The user is asking about our product pricing. We have three tiers:
Starter ($9/month), Pro ($29/month), and Enterprise (custom).
Don't mention competitors. Be friendly. Answer in 2-3 sentences.
The user's question follows.

And here's the same information structured as IA:

<role>
  You are the pricing assistant for Acme. Answer questions about our pricing
  tiers clearly and concisely.
</role>

<constraints>
  - Respond in 2-3 sentences
  - Do not mention competitors by name
</constraints>

<pricing>
  - Starter: $9/month — for individuals, up to 3 projects
  - Pro: $29/month — for small teams, up to 20 projects, priority support
  - Enterprise: custom pricing — contact sales
</pricing>

<task>
  Answer the user's question about pricing using only the information above.
</task>

The second version follows IA principles: hierarchy is explicit, related content is grouped, the task is separated from the context. The model knows where to find what it needs. The output is more consistent and easier to verify.

The Parallel to Information Architecture

In traditional IA, you organize content for a human audience that navigates actively — they scroll, scan, click. In context engineering, you organize content for a model that processes linearly with attention mechanisms. The mechanisms differ, but the design principles converge:

Put the most important thing first. In a system prompt, lead with the role and the single most important constraint. In a user message, state the task before the context.

Group related things. XML tags in prompts are not a stylistic preference — they're grouping mechanisms. <constraints> tells the model that everything inside is a constraint. Without grouping, the model has to infer relationships from proximity.

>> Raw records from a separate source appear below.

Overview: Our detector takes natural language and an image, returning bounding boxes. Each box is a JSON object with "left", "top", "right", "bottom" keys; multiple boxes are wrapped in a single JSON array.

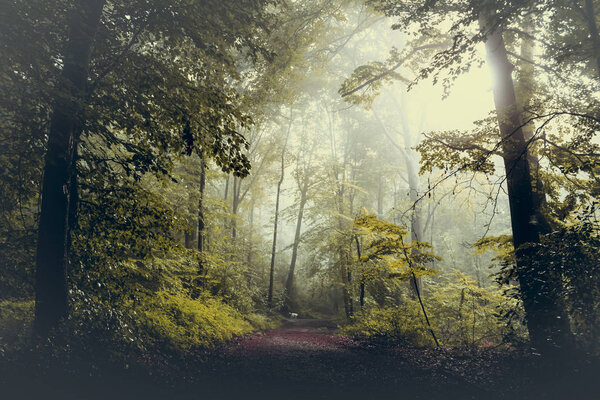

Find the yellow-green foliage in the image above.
[
  {"left": 143, "top": 291, "right": 258, "bottom": 352},
  {"left": 426, "top": 272, "right": 526, "bottom": 347},
  {"left": 342, "top": 272, "right": 527, "bottom": 348},
  {"left": 341, "top": 298, "right": 433, "bottom": 346},
  {"left": 0, "top": 300, "right": 34, "bottom": 347}
]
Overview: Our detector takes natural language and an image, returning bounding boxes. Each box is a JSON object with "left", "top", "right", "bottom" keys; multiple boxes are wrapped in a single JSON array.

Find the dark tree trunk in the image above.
[
  {"left": 33, "top": 0, "right": 105, "bottom": 337},
  {"left": 480, "top": 9, "right": 570, "bottom": 353},
  {"left": 198, "top": 157, "right": 206, "bottom": 286},
  {"left": 405, "top": 155, "right": 425, "bottom": 296},
  {"left": 354, "top": 236, "right": 365, "bottom": 311},
  {"left": 515, "top": 14, "right": 552, "bottom": 234}
]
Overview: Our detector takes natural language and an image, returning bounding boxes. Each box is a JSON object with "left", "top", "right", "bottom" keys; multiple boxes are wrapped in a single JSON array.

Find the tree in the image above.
[
  {"left": 267, "top": 106, "right": 294, "bottom": 309},
  {"left": 34, "top": 0, "right": 105, "bottom": 336}
]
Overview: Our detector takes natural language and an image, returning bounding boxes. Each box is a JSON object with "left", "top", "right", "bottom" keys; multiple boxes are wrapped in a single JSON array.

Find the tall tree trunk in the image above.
[
  {"left": 198, "top": 156, "right": 206, "bottom": 286},
  {"left": 231, "top": 176, "right": 242, "bottom": 239},
  {"left": 405, "top": 153, "right": 425, "bottom": 296},
  {"left": 354, "top": 236, "right": 365, "bottom": 311},
  {"left": 267, "top": 106, "right": 293, "bottom": 309},
  {"left": 377, "top": 175, "right": 383, "bottom": 218},
  {"left": 33, "top": 0, "right": 105, "bottom": 337},
  {"left": 480, "top": 8, "right": 570, "bottom": 353},
  {"left": 515, "top": 13, "right": 552, "bottom": 233},
  {"left": 373, "top": 107, "right": 424, "bottom": 296},
  {"left": 247, "top": 197, "right": 256, "bottom": 266},
  {"left": 285, "top": 186, "right": 308, "bottom": 310}
]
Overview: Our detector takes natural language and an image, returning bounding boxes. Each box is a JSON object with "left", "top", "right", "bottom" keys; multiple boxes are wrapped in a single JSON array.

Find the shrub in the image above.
[
  {"left": 341, "top": 297, "right": 433, "bottom": 346},
  {"left": 141, "top": 291, "right": 259, "bottom": 353},
  {"left": 0, "top": 300, "right": 34, "bottom": 351}
]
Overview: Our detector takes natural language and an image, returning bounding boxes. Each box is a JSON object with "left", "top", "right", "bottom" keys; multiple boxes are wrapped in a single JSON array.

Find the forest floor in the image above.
[{"left": 0, "top": 319, "right": 600, "bottom": 400}]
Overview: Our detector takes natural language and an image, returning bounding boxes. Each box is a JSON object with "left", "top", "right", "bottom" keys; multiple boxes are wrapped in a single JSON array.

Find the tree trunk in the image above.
[
  {"left": 267, "top": 107, "right": 293, "bottom": 309},
  {"left": 377, "top": 175, "right": 383, "bottom": 218},
  {"left": 405, "top": 152, "right": 425, "bottom": 296},
  {"left": 231, "top": 176, "right": 242, "bottom": 239},
  {"left": 515, "top": 14, "right": 552, "bottom": 233},
  {"left": 198, "top": 156, "right": 206, "bottom": 286},
  {"left": 285, "top": 184, "right": 308, "bottom": 309},
  {"left": 480, "top": 9, "right": 570, "bottom": 353},
  {"left": 33, "top": 0, "right": 105, "bottom": 337},
  {"left": 354, "top": 236, "right": 365, "bottom": 311}
]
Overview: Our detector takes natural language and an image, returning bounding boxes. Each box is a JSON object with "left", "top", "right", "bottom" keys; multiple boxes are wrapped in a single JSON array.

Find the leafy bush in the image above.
[
  {"left": 341, "top": 296, "right": 433, "bottom": 346},
  {"left": 342, "top": 272, "right": 527, "bottom": 348},
  {"left": 0, "top": 300, "right": 34, "bottom": 351},
  {"left": 141, "top": 291, "right": 254, "bottom": 353}
]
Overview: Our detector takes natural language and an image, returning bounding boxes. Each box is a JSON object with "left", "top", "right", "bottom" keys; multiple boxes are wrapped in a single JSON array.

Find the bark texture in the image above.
[
  {"left": 34, "top": 0, "right": 105, "bottom": 336},
  {"left": 480, "top": 9, "right": 570, "bottom": 353}
]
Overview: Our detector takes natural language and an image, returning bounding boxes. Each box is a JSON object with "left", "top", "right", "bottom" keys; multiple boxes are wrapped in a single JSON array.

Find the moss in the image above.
[{"left": 0, "top": 299, "right": 34, "bottom": 346}]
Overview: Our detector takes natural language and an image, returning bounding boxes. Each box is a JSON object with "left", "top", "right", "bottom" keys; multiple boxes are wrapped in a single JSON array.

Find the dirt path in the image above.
[
  {"left": 0, "top": 319, "right": 600, "bottom": 400},
  {"left": 190, "top": 319, "right": 497, "bottom": 400}
]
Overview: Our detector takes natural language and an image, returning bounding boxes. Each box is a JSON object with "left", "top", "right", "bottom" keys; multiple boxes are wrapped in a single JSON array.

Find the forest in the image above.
[{"left": 0, "top": 0, "right": 600, "bottom": 400}]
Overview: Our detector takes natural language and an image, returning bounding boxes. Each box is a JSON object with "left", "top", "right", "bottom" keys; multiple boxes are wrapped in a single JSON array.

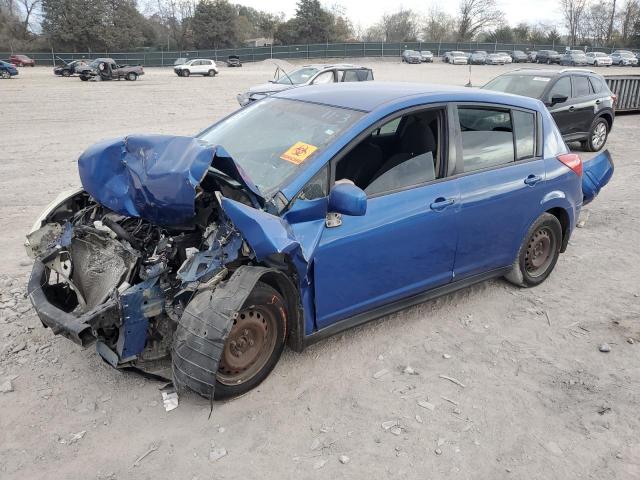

Don't bury the lead. If there's one thing the model must do — or must not do — it should not be in the middle of a long paragraph. It should be at the top, explicit, isolated.

Eliminate redundancy. Every redundant instruction dilutes the signal of every other instruction. If you say "be concise" three times, the model is not three times as concise — it's trying to figure out why you said it three times.

Practical Techniques

Structured XML works well for separating concerns in system prompts. Role, constraints, context, examples, and task are distinct concerns — tag them distinctly.

Role-based context means giving the model a specific identity rather than generic instructions. "You are a senior TypeScript engineer reviewing a PR for correctness" produces different (and usually better) behavior than "review this code."

Task decomposition means breaking a complex task into explicit steps in the prompt rather than describing the end state and hoping the model finds the path. "First, identify all functions that mutate state. Then, for each one, check whether it handles null inputs" is more reliable than "review this file for state mutation bugs."

Retrieved documents last — put context documents after the task statement, not before. The model should read the task first and then know what to look for in the documents.

Context engineering is IA. The audience is a model, not a person, but the practice of organizing information for a reader who can only see what you give them — and who will act on what they find — is the same discipline. Apply the same rigor.